私がこの漫画の突出すべきのは、中村佐和というキャラクターだ。

この漫画を読んでいく中で中村佐和は"一見"斜に構えた態度で周りの同級生や先生に対して見下している。現実の社会のつまらなさ、刺激のない日々、すべてが同調圧力の中の出来事、何もない、空っぽな世界、青春期のどうしようもない厭世観を持っている。
この物語での一つのキーワードである「変態」。この言葉を中村佐和、春日高男は度々用いる。

この「変態」という言葉が意味するものは、社会から抜け出よう、一種の社会脱出するための合言葉である。

なぜ中村佐和は「変態」になりたいのか?
なぜ春日を変態にさせたいのか?

それを考えていくと、
それは中村佐和が特別な人間ではないから。

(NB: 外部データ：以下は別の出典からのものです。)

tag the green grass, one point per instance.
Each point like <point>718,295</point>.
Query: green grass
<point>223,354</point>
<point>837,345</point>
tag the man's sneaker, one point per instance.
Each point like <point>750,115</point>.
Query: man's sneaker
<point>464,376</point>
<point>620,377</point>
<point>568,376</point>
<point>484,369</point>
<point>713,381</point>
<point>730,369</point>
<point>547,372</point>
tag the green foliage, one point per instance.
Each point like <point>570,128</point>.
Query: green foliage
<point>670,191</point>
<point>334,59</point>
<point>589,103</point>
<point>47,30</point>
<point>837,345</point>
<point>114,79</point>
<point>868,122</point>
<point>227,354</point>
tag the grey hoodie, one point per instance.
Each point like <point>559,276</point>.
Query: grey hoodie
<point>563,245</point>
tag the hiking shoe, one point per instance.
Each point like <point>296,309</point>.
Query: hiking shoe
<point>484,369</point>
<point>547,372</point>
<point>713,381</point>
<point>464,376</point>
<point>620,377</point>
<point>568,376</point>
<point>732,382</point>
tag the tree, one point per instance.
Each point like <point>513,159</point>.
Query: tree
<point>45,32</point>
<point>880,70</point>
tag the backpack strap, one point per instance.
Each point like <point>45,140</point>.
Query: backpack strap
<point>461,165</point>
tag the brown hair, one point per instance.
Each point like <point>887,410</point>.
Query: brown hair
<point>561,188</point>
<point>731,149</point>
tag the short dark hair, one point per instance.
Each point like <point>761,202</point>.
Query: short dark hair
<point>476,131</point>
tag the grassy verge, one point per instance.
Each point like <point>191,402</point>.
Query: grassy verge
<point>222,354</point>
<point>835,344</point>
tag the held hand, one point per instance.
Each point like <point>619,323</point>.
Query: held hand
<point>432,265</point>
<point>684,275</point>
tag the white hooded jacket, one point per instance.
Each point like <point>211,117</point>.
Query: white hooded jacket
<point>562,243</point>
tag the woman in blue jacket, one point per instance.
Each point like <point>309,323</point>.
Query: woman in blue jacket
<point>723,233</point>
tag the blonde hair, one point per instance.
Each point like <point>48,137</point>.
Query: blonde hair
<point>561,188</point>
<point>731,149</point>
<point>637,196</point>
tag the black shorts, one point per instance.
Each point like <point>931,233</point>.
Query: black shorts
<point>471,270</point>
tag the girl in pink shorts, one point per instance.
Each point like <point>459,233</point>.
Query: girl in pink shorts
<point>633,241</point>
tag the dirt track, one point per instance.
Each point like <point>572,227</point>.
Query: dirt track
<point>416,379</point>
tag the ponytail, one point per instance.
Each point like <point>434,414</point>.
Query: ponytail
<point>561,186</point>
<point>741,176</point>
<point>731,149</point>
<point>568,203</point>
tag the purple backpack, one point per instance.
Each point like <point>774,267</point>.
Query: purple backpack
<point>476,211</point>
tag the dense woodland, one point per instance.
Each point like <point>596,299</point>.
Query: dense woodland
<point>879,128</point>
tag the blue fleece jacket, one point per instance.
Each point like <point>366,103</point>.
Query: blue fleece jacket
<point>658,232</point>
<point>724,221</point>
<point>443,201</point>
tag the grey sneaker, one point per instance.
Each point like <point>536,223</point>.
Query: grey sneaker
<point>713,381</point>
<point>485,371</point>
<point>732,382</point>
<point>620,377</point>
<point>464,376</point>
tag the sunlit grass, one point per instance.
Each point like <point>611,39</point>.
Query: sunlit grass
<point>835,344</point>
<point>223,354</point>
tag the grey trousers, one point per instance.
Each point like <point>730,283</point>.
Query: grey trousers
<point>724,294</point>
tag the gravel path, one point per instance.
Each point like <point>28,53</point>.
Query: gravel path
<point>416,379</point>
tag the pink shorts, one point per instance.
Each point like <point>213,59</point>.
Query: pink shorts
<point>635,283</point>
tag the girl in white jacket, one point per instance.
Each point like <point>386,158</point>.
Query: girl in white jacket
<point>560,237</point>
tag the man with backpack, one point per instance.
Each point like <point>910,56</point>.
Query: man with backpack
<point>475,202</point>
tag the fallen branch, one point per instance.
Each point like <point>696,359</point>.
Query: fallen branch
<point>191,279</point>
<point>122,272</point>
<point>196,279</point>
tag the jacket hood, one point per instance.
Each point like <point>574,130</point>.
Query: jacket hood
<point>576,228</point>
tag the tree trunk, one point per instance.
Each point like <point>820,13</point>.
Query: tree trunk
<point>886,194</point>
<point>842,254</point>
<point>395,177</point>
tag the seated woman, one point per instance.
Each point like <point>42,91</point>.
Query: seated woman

つまり、中村佐和はどこにでもいる人間、取るに足らない人間だからである。

中村佐和の一番の特徴は、そのことを一番自覚しているということである。
その点、春日高男とも共通する。

自分が普通であるから、変態でありたい。
普通な自分は認めたくない、特別な人間だ。
と、思えば思うほど、どうしようもなく自分が嫌で、その矛先を社会に向けてしまう。そういう中村佐和の心が読み取れる。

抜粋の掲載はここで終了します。